Bob Asher

No. 78, 74
- Positions: Offensive tackle, Guard

Personal information
- Born: June 13, 1948 (age 78) Arlington, Virginia, U.S.
- Listed height: 6 ft 5 in (1.96 m)
- Listed weight: 250 lb (113 kg)

Career information
- High school: Bishop Denis J. O'Connell (Arlington)
- College: Vanderbilt (1966-1969)
- NFL draft: 1970: 2nd round, 27th overall pick

Career history
- Dallas Cowboys (1970–1971); Chicago Bears (1972–1975);

Awards and highlights
- Super Bowl champion (VI); First-team All-American (1969); First-team All-SEC (1969); Second-team All-SEC (1968); All-South (1968);

Career NFL statistics
- Games played: 58
- Games started: 43
- Fumble recoveries: 1
- Stats at Pro Football Reference

= Bob Asher (American football) =

American football player (born 1948)

Robert Dabney Asher (born June 13, 1948) is an American former professional football player who was an offensive tackle in the National Football League (NFL) for the Dallas Cowboys and Chicago Bears. He played college football for the Vanderbilt Commodores.

==Early life==
Asher attended Bishop Denis J. O'Connell High School where he practiced basketball until his junior year, when he began playing football. He also practiced track and tennis.

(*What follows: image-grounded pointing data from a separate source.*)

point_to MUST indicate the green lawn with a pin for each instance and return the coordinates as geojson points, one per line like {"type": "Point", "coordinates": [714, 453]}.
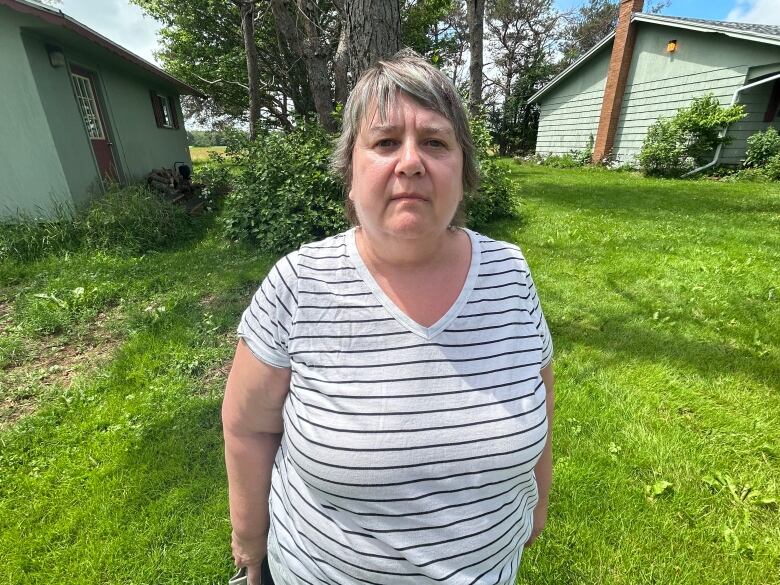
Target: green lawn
{"type": "Point", "coordinates": [664, 300]}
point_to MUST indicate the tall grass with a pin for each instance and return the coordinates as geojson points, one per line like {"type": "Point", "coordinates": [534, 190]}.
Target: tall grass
{"type": "Point", "coordinates": [130, 219]}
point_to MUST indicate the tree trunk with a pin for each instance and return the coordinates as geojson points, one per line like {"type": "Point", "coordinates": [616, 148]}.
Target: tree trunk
{"type": "Point", "coordinates": [374, 32]}
{"type": "Point", "coordinates": [290, 47]}
{"type": "Point", "coordinates": [247, 9]}
{"type": "Point", "coordinates": [341, 65]}
{"type": "Point", "coordinates": [316, 57]}
{"type": "Point", "coordinates": [475, 14]}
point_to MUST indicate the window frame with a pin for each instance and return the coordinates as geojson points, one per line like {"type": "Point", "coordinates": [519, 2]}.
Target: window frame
{"type": "Point", "coordinates": [165, 114]}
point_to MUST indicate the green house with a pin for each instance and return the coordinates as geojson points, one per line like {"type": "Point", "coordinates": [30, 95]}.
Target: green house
{"type": "Point", "coordinates": [77, 110]}
{"type": "Point", "coordinates": [649, 68]}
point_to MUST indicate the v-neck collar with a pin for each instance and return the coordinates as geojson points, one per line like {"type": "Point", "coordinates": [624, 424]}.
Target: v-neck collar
{"type": "Point", "coordinates": [404, 319]}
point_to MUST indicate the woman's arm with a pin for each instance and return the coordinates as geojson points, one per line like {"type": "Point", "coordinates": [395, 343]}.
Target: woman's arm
{"type": "Point", "coordinates": [252, 425]}
{"type": "Point", "coordinates": [543, 468]}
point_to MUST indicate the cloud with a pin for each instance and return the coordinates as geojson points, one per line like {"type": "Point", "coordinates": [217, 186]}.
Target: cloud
{"type": "Point", "coordinates": [122, 22]}
{"type": "Point", "coordinates": [756, 11]}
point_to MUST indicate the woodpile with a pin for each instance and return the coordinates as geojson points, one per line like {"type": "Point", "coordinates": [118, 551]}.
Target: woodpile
{"type": "Point", "coordinates": [177, 187]}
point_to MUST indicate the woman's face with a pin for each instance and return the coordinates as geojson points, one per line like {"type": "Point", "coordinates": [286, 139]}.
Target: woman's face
{"type": "Point", "coordinates": [406, 172]}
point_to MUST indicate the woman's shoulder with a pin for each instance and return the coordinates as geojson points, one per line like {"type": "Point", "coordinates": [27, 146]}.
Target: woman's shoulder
{"type": "Point", "coordinates": [326, 246]}
{"type": "Point", "coordinates": [492, 249]}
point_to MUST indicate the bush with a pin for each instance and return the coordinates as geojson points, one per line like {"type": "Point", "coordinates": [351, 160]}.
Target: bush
{"type": "Point", "coordinates": [133, 220]}
{"type": "Point", "coordinates": [283, 193]}
{"type": "Point", "coordinates": [493, 198]}
{"type": "Point", "coordinates": [772, 167]}
{"type": "Point", "coordinates": [126, 219]}
{"type": "Point", "coordinates": [676, 145]}
{"type": "Point", "coordinates": [761, 147]}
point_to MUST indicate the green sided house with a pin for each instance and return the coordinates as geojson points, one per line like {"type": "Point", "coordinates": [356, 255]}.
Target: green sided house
{"type": "Point", "coordinates": [649, 68]}
{"type": "Point", "coordinates": [76, 109]}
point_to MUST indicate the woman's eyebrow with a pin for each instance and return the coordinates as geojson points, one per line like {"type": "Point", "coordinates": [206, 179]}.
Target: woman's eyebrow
{"type": "Point", "coordinates": [385, 128]}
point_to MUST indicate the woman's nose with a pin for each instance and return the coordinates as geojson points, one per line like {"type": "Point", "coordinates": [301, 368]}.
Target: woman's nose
{"type": "Point", "coordinates": [410, 163]}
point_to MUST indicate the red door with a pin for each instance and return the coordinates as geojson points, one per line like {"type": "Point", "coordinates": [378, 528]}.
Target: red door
{"type": "Point", "coordinates": [94, 122]}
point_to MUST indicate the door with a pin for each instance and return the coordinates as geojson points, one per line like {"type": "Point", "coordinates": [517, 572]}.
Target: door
{"type": "Point", "coordinates": [94, 122]}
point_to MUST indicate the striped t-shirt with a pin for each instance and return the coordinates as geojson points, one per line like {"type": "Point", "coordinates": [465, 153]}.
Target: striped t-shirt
{"type": "Point", "coordinates": [408, 451]}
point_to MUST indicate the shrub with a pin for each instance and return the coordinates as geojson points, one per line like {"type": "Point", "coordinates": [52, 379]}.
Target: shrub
{"type": "Point", "coordinates": [283, 193]}
{"type": "Point", "coordinates": [678, 144]}
{"type": "Point", "coordinates": [493, 198]}
{"type": "Point", "coordinates": [761, 147]}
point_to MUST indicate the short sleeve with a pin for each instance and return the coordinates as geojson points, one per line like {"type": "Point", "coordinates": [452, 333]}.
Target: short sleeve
{"type": "Point", "coordinates": [266, 323]}
{"type": "Point", "coordinates": [535, 309]}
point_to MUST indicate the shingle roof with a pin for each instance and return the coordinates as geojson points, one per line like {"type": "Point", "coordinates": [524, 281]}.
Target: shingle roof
{"type": "Point", "coordinates": [762, 33]}
{"type": "Point", "coordinates": [762, 29]}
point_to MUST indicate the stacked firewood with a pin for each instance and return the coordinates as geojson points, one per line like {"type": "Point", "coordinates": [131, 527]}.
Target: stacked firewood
{"type": "Point", "coordinates": [177, 187]}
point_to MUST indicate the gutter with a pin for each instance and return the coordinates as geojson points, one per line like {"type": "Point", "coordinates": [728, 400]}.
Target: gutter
{"type": "Point", "coordinates": [722, 133]}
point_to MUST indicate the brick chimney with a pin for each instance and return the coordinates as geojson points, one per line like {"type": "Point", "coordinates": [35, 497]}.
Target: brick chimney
{"type": "Point", "coordinates": [617, 74]}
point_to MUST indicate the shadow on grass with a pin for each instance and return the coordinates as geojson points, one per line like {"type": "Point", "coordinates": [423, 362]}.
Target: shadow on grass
{"type": "Point", "coordinates": [608, 190]}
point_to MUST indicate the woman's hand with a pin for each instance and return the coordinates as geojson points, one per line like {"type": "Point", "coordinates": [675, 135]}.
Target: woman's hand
{"type": "Point", "coordinates": [249, 554]}
{"type": "Point", "coordinates": [540, 519]}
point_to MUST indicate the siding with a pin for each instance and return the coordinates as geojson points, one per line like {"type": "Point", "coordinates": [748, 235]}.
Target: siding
{"type": "Point", "coordinates": [755, 101]}
{"type": "Point", "coordinates": [33, 181]}
{"type": "Point", "coordinates": [570, 112]}
{"type": "Point", "coordinates": [660, 83]}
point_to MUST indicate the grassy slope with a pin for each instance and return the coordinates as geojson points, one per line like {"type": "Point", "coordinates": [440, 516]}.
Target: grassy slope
{"type": "Point", "coordinates": [663, 298]}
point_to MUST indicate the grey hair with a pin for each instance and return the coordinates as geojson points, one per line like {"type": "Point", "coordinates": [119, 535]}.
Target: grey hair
{"type": "Point", "coordinates": [407, 73]}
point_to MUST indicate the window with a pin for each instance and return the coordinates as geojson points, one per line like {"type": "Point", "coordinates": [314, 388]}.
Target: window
{"type": "Point", "coordinates": [164, 110]}
{"type": "Point", "coordinates": [88, 106]}
{"type": "Point", "coordinates": [773, 108]}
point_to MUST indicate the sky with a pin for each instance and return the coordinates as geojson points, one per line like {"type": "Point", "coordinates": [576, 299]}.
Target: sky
{"type": "Point", "coordinates": [125, 23]}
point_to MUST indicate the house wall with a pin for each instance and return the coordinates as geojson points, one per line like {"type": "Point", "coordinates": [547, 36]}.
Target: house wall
{"type": "Point", "coordinates": [64, 120]}
{"type": "Point", "coordinates": [32, 179]}
{"type": "Point", "coordinates": [570, 111]}
{"type": "Point", "coordinates": [660, 83]}
{"type": "Point", "coordinates": [142, 145]}
{"type": "Point", "coordinates": [755, 101]}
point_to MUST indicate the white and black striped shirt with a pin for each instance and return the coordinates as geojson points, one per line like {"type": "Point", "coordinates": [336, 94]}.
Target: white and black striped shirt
{"type": "Point", "coordinates": [408, 451]}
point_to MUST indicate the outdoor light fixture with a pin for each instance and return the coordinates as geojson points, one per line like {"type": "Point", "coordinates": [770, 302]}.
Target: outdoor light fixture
{"type": "Point", "coordinates": [56, 57]}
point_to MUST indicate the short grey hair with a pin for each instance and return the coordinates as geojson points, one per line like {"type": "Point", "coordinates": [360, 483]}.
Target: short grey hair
{"type": "Point", "coordinates": [409, 74]}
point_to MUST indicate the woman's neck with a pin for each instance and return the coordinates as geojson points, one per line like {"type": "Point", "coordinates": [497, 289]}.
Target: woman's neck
{"type": "Point", "coordinates": [412, 253]}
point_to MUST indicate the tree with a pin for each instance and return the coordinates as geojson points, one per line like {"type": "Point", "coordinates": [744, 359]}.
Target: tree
{"type": "Point", "coordinates": [374, 28]}
{"type": "Point", "coordinates": [522, 36]}
{"type": "Point", "coordinates": [475, 15]}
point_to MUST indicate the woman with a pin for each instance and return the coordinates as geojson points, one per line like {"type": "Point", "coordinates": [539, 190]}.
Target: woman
{"type": "Point", "coordinates": [405, 361]}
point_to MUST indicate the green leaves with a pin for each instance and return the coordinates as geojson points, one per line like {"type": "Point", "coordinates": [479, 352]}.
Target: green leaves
{"type": "Point", "coordinates": [676, 145]}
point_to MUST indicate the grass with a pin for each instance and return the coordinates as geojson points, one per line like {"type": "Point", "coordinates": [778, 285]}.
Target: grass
{"type": "Point", "coordinates": [201, 153]}
{"type": "Point", "coordinates": [663, 300]}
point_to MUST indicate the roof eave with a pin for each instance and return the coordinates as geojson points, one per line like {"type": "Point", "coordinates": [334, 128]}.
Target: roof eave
{"type": "Point", "coordinates": [745, 35]}
{"type": "Point", "coordinates": [58, 18]}
{"type": "Point", "coordinates": [571, 68]}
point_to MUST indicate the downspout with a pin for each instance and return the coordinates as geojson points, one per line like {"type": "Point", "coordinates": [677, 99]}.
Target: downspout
{"type": "Point", "coordinates": [722, 133]}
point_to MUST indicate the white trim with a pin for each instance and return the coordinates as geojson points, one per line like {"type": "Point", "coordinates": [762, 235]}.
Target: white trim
{"type": "Point", "coordinates": [714, 28]}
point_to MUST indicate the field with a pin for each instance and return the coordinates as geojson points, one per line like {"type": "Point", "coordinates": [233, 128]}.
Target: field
{"type": "Point", "coordinates": [201, 153]}
{"type": "Point", "coordinates": [664, 302]}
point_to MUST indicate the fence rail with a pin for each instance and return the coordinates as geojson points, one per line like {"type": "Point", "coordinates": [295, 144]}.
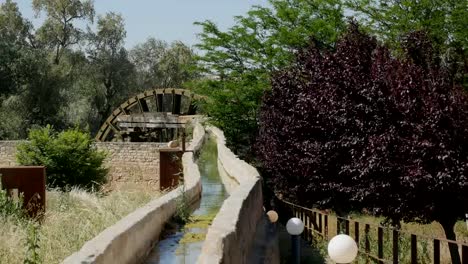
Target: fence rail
{"type": "Point", "coordinates": [382, 244]}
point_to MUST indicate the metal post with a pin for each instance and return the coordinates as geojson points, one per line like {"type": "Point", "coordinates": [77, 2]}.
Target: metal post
{"type": "Point", "coordinates": [296, 249]}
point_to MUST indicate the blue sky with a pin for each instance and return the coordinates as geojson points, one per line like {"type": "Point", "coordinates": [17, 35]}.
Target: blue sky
{"type": "Point", "coordinates": [168, 20]}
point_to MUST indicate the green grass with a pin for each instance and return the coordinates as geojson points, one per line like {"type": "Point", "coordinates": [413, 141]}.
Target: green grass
{"type": "Point", "coordinates": [71, 219]}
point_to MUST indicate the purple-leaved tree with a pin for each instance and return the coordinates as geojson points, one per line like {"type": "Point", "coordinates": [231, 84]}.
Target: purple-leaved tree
{"type": "Point", "coordinates": [356, 128]}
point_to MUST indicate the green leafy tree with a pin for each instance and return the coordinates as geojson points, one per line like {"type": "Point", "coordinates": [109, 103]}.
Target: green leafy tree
{"type": "Point", "coordinates": [444, 21]}
{"type": "Point", "coordinates": [238, 61]}
{"type": "Point", "coordinates": [58, 31]}
{"type": "Point", "coordinates": [159, 64]}
{"type": "Point", "coordinates": [70, 157]}
{"type": "Point", "coordinates": [29, 89]}
{"type": "Point", "coordinates": [109, 60]}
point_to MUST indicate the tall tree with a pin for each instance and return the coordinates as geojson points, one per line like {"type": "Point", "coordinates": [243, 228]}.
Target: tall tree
{"type": "Point", "coordinates": [110, 62]}
{"type": "Point", "coordinates": [261, 42]}
{"type": "Point", "coordinates": [28, 89]}
{"type": "Point", "coordinates": [15, 32]}
{"type": "Point", "coordinates": [159, 64]}
{"type": "Point", "coordinates": [357, 128]}
{"type": "Point", "coordinates": [58, 31]}
{"type": "Point", "coordinates": [444, 21]}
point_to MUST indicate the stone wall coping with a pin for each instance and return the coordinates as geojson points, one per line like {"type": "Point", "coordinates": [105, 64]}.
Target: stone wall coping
{"type": "Point", "coordinates": [230, 236]}
{"type": "Point", "coordinates": [131, 238]}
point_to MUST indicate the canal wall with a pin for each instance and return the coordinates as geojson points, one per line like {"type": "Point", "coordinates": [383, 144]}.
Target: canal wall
{"type": "Point", "coordinates": [132, 163]}
{"type": "Point", "coordinates": [130, 239]}
{"type": "Point", "coordinates": [232, 233]}
{"type": "Point", "coordinates": [129, 163]}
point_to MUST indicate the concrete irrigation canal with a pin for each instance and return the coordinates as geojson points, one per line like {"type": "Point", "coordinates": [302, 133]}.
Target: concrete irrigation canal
{"type": "Point", "coordinates": [184, 244]}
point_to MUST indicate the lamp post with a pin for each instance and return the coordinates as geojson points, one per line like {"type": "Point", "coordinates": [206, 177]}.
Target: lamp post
{"type": "Point", "coordinates": [295, 226]}
{"type": "Point", "coordinates": [342, 249]}
{"type": "Point", "coordinates": [272, 216]}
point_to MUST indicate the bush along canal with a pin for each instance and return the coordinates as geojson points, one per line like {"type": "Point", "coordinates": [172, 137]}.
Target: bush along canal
{"type": "Point", "coordinates": [182, 243]}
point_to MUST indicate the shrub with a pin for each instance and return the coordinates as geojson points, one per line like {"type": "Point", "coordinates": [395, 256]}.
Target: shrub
{"type": "Point", "coordinates": [357, 128]}
{"type": "Point", "coordinates": [10, 207]}
{"type": "Point", "coordinates": [70, 157]}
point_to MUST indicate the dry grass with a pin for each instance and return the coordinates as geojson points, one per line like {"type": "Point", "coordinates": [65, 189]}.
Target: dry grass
{"type": "Point", "coordinates": [71, 219]}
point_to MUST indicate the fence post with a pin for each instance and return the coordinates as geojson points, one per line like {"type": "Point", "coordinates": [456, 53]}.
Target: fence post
{"type": "Point", "coordinates": [436, 251]}
{"type": "Point", "coordinates": [326, 226]}
{"type": "Point", "coordinates": [414, 249]}
{"type": "Point", "coordinates": [395, 246]}
{"type": "Point", "coordinates": [380, 243]}
{"type": "Point", "coordinates": [320, 223]}
{"type": "Point", "coordinates": [338, 226]}
{"type": "Point", "coordinates": [356, 233]}
{"type": "Point", "coordinates": [347, 227]}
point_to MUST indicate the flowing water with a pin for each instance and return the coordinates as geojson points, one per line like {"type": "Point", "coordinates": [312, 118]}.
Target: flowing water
{"type": "Point", "coordinates": [184, 245]}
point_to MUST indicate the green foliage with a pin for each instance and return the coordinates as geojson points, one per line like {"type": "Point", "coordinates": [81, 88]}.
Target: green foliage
{"type": "Point", "coordinates": [70, 157]}
{"type": "Point", "coordinates": [32, 244]}
{"type": "Point", "coordinates": [58, 31]}
{"type": "Point", "coordinates": [232, 106]}
{"type": "Point", "coordinates": [266, 37]}
{"type": "Point", "coordinates": [10, 207]}
{"type": "Point", "coordinates": [162, 65]}
{"type": "Point", "coordinates": [444, 21]}
{"type": "Point", "coordinates": [113, 72]}
{"type": "Point", "coordinates": [240, 60]}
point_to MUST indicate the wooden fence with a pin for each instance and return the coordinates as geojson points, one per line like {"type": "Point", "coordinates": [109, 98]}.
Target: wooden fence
{"type": "Point", "coordinates": [376, 243]}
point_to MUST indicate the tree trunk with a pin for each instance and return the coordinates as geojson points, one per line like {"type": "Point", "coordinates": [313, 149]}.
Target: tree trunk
{"type": "Point", "coordinates": [450, 234]}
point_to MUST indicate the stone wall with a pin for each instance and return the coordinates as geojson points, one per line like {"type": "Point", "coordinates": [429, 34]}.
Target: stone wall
{"type": "Point", "coordinates": [129, 163]}
{"type": "Point", "coordinates": [8, 153]}
{"type": "Point", "coordinates": [132, 164]}
{"type": "Point", "coordinates": [231, 236]}
{"type": "Point", "coordinates": [130, 239]}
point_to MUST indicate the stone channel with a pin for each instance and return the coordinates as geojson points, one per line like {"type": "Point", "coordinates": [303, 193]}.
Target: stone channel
{"type": "Point", "coordinates": [183, 246]}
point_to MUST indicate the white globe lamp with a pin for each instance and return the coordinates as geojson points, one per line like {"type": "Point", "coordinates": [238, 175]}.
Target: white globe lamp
{"type": "Point", "coordinates": [295, 226]}
{"type": "Point", "coordinates": [342, 249]}
{"type": "Point", "coordinates": [272, 216]}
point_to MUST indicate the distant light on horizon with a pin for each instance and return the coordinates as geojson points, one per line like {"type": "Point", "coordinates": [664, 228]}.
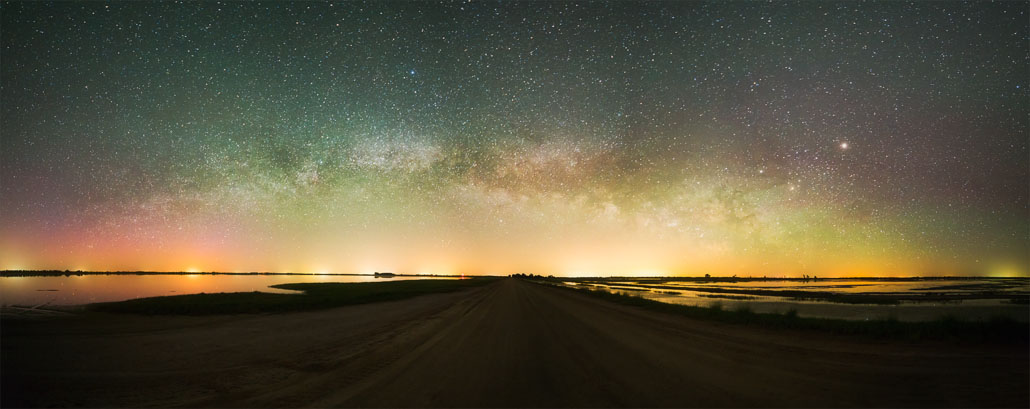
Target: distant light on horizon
{"type": "Point", "coordinates": [501, 138]}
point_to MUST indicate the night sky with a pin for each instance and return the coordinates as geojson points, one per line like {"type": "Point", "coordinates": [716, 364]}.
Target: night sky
{"type": "Point", "coordinates": [659, 138]}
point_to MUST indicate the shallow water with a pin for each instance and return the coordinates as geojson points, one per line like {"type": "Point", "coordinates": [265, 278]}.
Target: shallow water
{"type": "Point", "coordinates": [982, 299]}
{"type": "Point", "coordinates": [74, 290]}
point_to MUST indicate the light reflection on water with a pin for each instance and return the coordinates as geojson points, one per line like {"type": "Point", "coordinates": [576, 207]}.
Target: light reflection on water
{"type": "Point", "coordinates": [74, 290]}
{"type": "Point", "coordinates": [966, 299]}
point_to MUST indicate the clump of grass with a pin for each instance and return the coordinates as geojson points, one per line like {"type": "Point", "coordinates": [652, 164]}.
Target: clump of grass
{"type": "Point", "coordinates": [313, 296]}
{"type": "Point", "coordinates": [996, 330]}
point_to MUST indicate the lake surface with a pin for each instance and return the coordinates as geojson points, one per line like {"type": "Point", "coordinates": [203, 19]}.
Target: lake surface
{"type": "Point", "coordinates": [75, 290]}
{"type": "Point", "coordinates": [910, 300]}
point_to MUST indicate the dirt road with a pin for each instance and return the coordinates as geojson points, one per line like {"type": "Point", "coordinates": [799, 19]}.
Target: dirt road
{"type": "Point", "coordinates": [507, 344]}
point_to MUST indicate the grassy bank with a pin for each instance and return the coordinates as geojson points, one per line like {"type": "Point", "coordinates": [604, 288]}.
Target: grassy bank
{"type": "Point", "coordinates": [313, 296]}
{"type": "Point", "coordinates": [995, 331]}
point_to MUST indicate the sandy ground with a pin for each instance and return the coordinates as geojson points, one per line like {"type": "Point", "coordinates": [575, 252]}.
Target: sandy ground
{"type": "Point", "coordinates": [507, 344]}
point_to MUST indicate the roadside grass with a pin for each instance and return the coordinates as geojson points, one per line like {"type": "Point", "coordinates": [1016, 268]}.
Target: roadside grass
{"type": "Point", "coordinates": [998, 330]}
{"type": "Point", "coordinates": [313, 296]}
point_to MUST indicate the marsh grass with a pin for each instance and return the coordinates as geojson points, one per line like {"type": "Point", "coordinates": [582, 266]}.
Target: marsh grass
{"type": "Point", "coordinates": [313, 296]}
{"type": "Point", "coordinates": [998, 330]}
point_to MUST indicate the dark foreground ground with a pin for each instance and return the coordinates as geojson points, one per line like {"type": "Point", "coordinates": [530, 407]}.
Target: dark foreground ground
{"type": "Point", "coordinates": [506, 344]}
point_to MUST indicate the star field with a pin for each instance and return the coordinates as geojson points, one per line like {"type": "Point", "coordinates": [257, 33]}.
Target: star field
{"type": "Point", "coordinates": [873, 138]}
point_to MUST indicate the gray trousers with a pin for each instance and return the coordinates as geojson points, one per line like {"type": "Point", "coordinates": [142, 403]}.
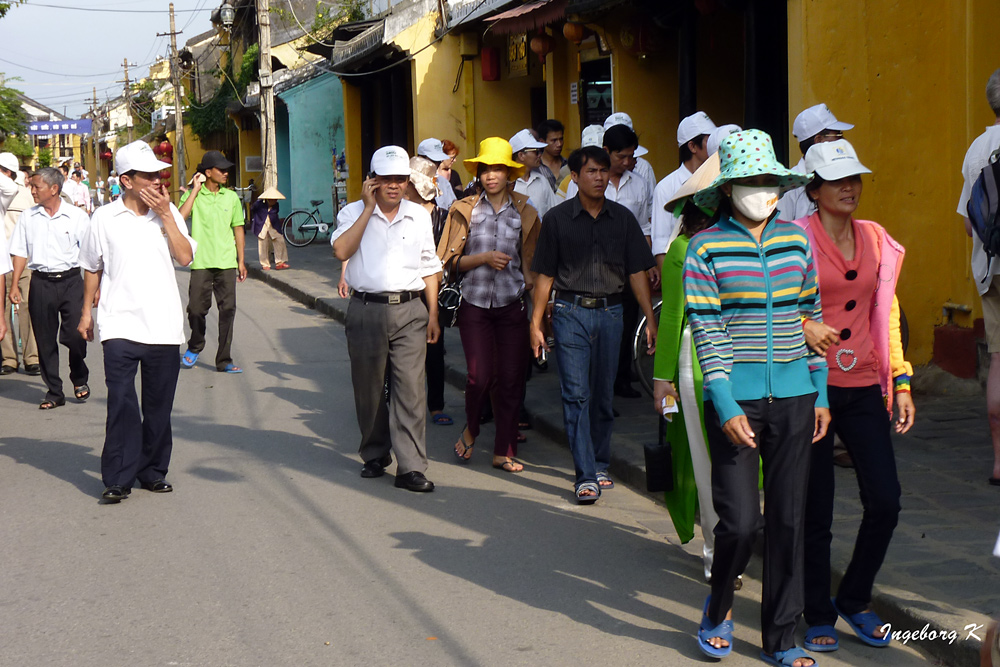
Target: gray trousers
{"type": "Point", "coordinates": [390, 339]}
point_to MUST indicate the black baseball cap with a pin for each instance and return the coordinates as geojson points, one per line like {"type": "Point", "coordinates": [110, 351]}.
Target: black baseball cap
{"type": "Point", "coordinates": [214, 160]}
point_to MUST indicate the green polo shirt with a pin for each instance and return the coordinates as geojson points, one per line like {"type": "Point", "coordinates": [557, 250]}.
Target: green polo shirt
{"type": "Point", "coordinates": [213, 217]}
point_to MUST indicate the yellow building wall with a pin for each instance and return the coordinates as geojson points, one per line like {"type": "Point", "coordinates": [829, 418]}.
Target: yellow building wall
{"type": "Point", "coordinates": [911, 77]}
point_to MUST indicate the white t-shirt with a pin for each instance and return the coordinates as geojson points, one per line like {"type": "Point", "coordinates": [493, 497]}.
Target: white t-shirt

He accepted a football scholarship from Vanderbilt University, where he started in every game during his three years of eligibility. As a junior, he was named All-South and second-team All-SEC.

As a senior, he received first-team All-SEC and second-team All-American honors. He also played in the Chicago College All-Star Game, the North–South Shrine Game, the Senior Bowl and the Canadian American Bowl.

==Professional career==

===Dallas Cowboys===
During the 1970 NFL draft, the Dallas Cowboys traded cornerback Phil Clark and running back Craig Baynham to the Chicago Bears, in exchange for a second round draft choice (27th overall), that the team used to select Asher.

He injured his knee as a rookie and played in only 6 games. Doctors thought he could avoid surgery, but had to eventually perform the procedure in 1971, which would cost him a chance to start and play in Super Bowl VI. The team placed him on the injured reserve list and replaced him by signing future hall of famer Forrest Gregg.

On August 17, 1972, he was traded to the Chicago Bears along with defensive tackle Bill Line and a second round draft choice (#48-Gary Hrivnak), in exchange for quarterback Jack Concannon.

===Chicago Bears===
In 1972, he became the starter at right tackle. In 1975, he was passed over on the depth chart by Jeff Sevy. He retired in 1976, after suffering from knee and calf injuries.